Mountain range in Punjab, Pakistan

Kala Chitta Range (Urdu, ) is a mountain range in the Attock District of Punjab, Pakistan. The range thrusts eastward across the Pothohar Plateau towards Rawalpindi.

"Kala" and "Chitta" are Punjabi words, meaning "black" and "white", respectively. The Kuldana Formation in the Kala Chitta Range is best known for its fossil Eocene mammals, including primitive cetaceans such as Pakicetus, Ambulocetus and Attockicetus. Kuldana mammals have been considered in different studies as coming from the early Lutetian (early Middle Eocene), late Ypresian (late early Eocene) or, more recently, encompassing much of Ypresian up to early Lutetian time (early part of the early Eocene to early Eocene medium).

== Geology ==

=== Kuldana Formation ===

The Kuldana Formation is a thin, 20-120 m thick tongue of low-lying continental red beds that lie within a much thicker sequence of foraminifera-rich marine formations. Shallow planktonic and benthic foraminifera limit the age of the Kuldana Formation to the late early or early middle Eocene, and the current interpretation of global sea level stratigraphy favours the latter.

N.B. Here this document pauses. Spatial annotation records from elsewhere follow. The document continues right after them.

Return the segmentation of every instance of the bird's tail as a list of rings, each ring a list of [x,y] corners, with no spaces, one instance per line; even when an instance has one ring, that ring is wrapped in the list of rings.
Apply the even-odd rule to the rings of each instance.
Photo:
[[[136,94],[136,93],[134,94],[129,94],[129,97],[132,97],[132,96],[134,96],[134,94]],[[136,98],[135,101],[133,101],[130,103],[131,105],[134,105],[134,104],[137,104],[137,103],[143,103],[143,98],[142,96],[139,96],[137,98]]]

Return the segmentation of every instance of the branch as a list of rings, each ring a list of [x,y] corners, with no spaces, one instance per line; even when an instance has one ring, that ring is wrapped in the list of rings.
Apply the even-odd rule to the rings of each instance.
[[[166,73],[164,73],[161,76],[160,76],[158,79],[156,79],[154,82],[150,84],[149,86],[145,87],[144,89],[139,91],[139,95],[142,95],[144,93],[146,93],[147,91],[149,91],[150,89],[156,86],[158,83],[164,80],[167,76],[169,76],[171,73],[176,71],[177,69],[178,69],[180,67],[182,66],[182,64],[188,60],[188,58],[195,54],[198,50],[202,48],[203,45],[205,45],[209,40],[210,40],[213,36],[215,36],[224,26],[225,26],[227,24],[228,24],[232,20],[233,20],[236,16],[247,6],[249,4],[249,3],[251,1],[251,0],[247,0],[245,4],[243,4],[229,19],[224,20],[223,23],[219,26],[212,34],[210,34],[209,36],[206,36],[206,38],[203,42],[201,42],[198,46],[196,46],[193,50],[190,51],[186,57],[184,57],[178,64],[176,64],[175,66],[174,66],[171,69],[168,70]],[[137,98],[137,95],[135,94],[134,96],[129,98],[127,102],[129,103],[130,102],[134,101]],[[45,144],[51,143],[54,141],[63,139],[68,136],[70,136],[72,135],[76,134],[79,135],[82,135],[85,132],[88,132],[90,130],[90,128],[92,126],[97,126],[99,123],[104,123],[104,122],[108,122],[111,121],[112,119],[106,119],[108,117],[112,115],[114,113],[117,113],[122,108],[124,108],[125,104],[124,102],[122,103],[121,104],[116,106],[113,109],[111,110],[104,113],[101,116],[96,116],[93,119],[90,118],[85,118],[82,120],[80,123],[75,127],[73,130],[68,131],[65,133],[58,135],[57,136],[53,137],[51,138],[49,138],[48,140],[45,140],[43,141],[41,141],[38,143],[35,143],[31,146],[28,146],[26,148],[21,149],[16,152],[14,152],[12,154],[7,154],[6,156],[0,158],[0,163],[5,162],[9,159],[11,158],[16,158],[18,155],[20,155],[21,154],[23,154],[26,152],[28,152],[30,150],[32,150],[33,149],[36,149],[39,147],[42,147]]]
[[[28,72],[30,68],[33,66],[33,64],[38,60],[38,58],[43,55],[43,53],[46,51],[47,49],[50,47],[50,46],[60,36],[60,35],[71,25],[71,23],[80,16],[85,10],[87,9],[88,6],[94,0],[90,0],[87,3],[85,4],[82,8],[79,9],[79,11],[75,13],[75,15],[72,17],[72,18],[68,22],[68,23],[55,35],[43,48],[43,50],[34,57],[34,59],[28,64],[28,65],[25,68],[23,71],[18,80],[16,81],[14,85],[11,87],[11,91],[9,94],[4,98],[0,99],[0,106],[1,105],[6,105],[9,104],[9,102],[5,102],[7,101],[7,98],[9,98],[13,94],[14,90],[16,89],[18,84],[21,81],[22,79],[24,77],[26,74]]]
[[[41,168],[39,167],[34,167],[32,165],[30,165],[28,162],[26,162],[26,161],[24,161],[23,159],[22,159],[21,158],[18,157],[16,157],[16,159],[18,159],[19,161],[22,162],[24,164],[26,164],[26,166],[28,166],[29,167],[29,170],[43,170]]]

The short duration of the low-water interval when Kuldana mammals were discovered means that differences between samples likely represent differences in local living environments, deposition sites, and sampling, rather than a substantial difference in age.

=== Kohat Formation ===
The Kohat Formation consists of calcareous shale and light grey limestone. It lies on top of the Kuldana Formation and intermingles with the Murree Formation of the Rawalpindi group. It formed in the middle Eocene.